Methodology Challenge

  • The aforementioned approach, albeit innovative, was rendered non-viable for the project due to the necessity of employing Fossology for the dataset creation, ensuring the rectification of its false positives.

Fossology API

  • Acquired information about the existence of a Fossology API capable of extracting Fossology-generated copyright statements. This can be harnessed for dataset formulation.

LDA Model

  • Executed a basic LDA (Latent Dirichlet Allocation) model centered around two topics - copyright and non-copyright.
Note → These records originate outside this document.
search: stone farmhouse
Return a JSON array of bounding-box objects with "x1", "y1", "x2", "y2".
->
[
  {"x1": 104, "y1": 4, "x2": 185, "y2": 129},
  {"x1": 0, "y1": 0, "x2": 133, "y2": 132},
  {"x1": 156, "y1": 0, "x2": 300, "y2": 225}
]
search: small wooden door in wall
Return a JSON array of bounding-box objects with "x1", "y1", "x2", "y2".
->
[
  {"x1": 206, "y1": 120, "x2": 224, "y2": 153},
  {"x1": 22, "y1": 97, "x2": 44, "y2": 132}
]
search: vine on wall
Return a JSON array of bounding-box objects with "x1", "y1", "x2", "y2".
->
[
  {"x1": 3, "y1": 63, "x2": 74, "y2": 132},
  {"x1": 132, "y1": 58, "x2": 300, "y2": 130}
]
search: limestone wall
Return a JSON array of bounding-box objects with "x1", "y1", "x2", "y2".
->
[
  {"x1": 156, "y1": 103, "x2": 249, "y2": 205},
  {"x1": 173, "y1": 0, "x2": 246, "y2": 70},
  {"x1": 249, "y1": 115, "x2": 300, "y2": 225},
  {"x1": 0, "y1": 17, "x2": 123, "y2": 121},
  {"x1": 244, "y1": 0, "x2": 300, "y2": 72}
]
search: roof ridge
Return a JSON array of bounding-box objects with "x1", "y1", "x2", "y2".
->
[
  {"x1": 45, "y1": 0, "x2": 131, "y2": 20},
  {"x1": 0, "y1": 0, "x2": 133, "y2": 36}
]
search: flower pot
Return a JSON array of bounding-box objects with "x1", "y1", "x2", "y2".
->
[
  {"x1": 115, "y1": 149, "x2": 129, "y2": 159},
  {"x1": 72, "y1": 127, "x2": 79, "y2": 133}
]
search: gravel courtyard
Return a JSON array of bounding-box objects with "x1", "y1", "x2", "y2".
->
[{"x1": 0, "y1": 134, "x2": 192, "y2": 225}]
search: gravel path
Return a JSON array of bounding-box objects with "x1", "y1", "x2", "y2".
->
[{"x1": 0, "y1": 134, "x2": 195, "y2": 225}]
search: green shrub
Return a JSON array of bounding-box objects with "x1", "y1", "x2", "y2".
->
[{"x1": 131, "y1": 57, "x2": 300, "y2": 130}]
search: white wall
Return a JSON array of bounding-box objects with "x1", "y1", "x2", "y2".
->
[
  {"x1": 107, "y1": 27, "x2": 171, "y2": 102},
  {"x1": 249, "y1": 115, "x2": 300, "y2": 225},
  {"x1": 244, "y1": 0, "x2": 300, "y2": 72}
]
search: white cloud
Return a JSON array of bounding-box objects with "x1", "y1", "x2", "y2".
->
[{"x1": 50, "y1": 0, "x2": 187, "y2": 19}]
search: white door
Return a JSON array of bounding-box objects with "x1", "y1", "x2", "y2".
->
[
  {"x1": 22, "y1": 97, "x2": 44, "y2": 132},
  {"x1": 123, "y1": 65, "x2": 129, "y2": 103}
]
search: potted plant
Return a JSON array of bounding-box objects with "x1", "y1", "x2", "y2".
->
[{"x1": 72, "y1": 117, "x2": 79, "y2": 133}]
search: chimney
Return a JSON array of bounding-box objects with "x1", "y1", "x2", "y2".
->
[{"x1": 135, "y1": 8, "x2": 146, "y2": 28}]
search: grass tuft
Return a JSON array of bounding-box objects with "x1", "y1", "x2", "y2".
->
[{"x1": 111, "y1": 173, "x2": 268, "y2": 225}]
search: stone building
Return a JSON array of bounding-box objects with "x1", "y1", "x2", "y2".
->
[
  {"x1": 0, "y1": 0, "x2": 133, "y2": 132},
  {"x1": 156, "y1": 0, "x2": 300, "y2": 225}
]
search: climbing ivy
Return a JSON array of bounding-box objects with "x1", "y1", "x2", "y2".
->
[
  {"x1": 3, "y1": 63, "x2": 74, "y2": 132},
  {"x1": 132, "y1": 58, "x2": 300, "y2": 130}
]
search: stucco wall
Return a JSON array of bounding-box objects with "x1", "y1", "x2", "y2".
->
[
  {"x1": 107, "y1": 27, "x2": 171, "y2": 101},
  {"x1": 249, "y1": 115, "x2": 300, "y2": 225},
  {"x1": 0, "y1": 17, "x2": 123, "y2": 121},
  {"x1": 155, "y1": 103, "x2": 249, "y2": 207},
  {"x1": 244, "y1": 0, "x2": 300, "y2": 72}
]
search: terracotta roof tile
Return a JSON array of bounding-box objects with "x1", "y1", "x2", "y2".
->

The results were promising, indicating pertinent associations. The respective code can be located here.

Problems and Solutions:

Problem 1

  • The task of manually creating a dataset is monotonous, protracted, and susceptible to errors.

Solution 1

  • Automated the task employing chatGPT. However, it necessitated meticulous prompt structuring to derive semi-reliable results.

Problem 2

  • Uncertainty about file segments to forward to chatGPT for copyright extraction.

Solution 2

  • Developed a function to solely capture commented lines from predominant extensions. In instances of its inadequacy, the entire file was dispatched to chatGPT, a measure which eventually proved counterproductive. Subsequent insights from Gaurav introduced me to Nirjas, a Python library under the Fossology project, already adept at this task.

Conclusion and Further Plans:

Dataset Creation

  • Engage in the formulation of the dataset leveraging the Fossology API.